Great Learning vs. Good Learning

You may have noticed that a lot of the work that I give seems to be the 'easy side.' When I assign work I think of the outcome I need to see. When we are learning a new concept (such as adding Mixed Numbers) I am looking to see if they understand the concept.

If I use a tough problem, than I am assessing something beyond the concept. If you want to challenge different groups, differentiate with several different problems that can be handed out. I really thing students learn better when they learn a concept first and then add on the level of difficulty.

I suggest you consider why you might want to differentiate, because I think it is quite important that there are times that ALL students are working on the same problem, as this gives students a feeling of equity.

Great work comes from a solid understanding. Good work is being able to do the work, perhaps without deeper meaning.

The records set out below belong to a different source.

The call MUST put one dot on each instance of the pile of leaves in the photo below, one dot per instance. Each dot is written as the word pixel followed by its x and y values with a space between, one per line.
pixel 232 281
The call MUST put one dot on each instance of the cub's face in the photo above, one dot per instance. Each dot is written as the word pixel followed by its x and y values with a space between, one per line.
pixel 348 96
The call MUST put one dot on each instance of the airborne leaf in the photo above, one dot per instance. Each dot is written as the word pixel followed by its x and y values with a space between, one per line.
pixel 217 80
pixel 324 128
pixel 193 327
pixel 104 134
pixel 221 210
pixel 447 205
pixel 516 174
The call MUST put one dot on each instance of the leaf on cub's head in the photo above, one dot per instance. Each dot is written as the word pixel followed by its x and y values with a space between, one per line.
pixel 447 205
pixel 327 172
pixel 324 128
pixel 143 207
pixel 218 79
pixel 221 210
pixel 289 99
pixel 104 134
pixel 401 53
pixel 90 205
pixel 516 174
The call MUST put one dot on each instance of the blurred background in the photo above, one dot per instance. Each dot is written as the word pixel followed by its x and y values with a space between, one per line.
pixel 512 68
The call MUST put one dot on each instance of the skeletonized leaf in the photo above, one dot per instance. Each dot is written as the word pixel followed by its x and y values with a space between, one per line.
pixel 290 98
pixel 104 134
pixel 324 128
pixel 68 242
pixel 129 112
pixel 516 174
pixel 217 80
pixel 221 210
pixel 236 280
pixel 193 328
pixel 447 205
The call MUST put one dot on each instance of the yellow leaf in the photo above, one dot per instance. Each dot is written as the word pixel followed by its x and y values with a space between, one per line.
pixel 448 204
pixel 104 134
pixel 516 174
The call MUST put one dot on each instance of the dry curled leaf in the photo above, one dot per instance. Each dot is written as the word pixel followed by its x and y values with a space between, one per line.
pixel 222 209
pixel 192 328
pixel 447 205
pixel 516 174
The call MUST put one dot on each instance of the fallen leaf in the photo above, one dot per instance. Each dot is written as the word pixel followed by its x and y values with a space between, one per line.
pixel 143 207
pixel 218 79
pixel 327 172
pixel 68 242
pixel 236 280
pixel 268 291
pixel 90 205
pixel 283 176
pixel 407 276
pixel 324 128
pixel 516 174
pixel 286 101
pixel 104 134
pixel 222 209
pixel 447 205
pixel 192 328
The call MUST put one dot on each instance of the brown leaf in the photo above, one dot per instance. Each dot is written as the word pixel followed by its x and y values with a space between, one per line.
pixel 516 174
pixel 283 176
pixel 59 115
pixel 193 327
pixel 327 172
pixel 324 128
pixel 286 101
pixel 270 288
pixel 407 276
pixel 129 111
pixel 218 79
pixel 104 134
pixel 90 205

6 Closing The Deal - 10 minutes

I close with a student discussion about the similarities between Mixed Number subtraction and simple fraction subtraction. Invite students to share what they learned and the connections they can make between the different types of fraction subtraction they have learned. Support students by encouraging them to "show" (using drawings, models, etc.) their thinking. This supports the verbal explanation, because students can describe the model and how it "works" to explain their thinking.

The Closing It section of the lesson is very important. This opportunity allows you to bring the class back together and have them make the connection to the learning objective of the day. You should also make sure that you make a connection to the word of the day. This closing gives students the opportunity to make the connection to the launch and they work that they did. It is also another chance to give a quick formative assessment to check for understanding.

7 Quick Assessment - 5 minutes

Post-It Poster: 3 ½ - 2 ¼ =   (Students provide the answer + model to show the thinking which informs the answer.)

Look-Fors: Students adding denominators means that students do not have a solid foundation in adding or subtracting fractions. Getting an answer without a model shows a basic/procedural understanding.

The Quick Assessment is supposed to be quick and on the easy to medium difficulty level. You are checking to see if students understand the basic concept of the lesson. If you make the problem difficult you are adding a different level of assessment. If you are teaching a higher level class adding a difficult layer might be appropriate but please note that I do not find it necessary to add this level.